I’m a human resources professional and I am in charge of 400 people. I like my job and I like the people but some days I feel like I’m a fraud. I’m good at what I do and I seem like I’m “normal” at work but I’m a mess when I get home. I don’t do any household work and if my husband didn’t do it I would probobly be living in a dumpster. I have no grasp on money or what things cost. My poor husband takes care of everything and he never complains or gets upset with me. I feel very guilty and I want to change, I try, make a little progress, and then fall back in the same problem. I work very long hours because I don’t want to go home. I think the saddest part is I’m not worried about my relationship or my home life. I’m worried that I’m going to start to fall apart at work. Does anyone have this problem? How do you cope? I do take meds and see a therapist but I’m not sure it’s working.

Replies

Oh, honey, you have brought this up with your therapist,  right?
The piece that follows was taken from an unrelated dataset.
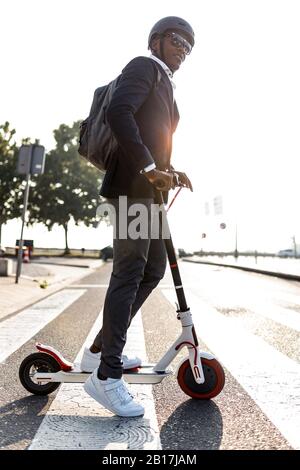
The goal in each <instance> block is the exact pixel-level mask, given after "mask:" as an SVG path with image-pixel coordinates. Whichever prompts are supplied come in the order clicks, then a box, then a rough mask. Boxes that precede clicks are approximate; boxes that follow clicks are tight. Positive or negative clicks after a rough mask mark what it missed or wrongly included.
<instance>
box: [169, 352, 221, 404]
mask: <svg viewBox="0 0 300 470" xmlns="http://www.w3.org/2000/svg"><path fill="white" fill-rule="evenodd" d="M201 363H202V368H203V372H204V377H205V382H204V383H203V384H197V383H196V382H195V379H194V375H193V372H192V369H191V366H190V361H189V359H187V360H186V361H184V362H183V363H182V364H181V366H180V367H179V370H178V374H177V381H178V385H179V387H180V388H181V390H182V391H183V392H184V393H185V394H186V395H188V396H190V397H192V398H195V399H196V400H209V399H211V398H214V397H216V396H217V395H218V394H219V393H220V392H221V391H222V389H223V387H224V384H225V374H224V370H223V368H222V366H221V364H220V363H219V362H218V361H217V360H216V359H205V358H202V359H201Z"/></svg>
This us a horrible feeling. I’ve felt this for so many years I can’t even remember when I didn’t feel this way. We’re smart, competent,  and accomplished; highly thought of in our work lives, yet we feel it’s all an act. I will say it sounds like you have the one thing going for you that will make all the difference;  your husband. Sounds like he’s supportive or at least not complaining or worse, deliberately making it worse with cruelty and abuse as mine did. If your relationship is what I’m assuming, I think I’d try having a real heart - to - heart talk with him. Tell him how much you appreciate his support, how you know it must be hard on him, and then if he’s one who can be trusted not to take intimate personal shared information and use it as a weapon against you, open up and let him know how how you’re experiencing life. What it’s like to be you. Ask for his understanding and help. This will be ongoing, not a one time conversation,  but if he’s really the kind of guy who believes marriage is a partnership and he truly loves you for who you are, he’ll be relieved to hear that it’s not him or the marriage that’s causing you to be distant. I guarantee he’s wondering if he’s to blame and worried about your well being if he does love you. Take good care, you’re not a fraud, it’s the world that makes us have to pretend because to open ourselves up and be known in this world is scary and dangerous. Please keep us informed and know I’ll be sending positive energy into the universe for you.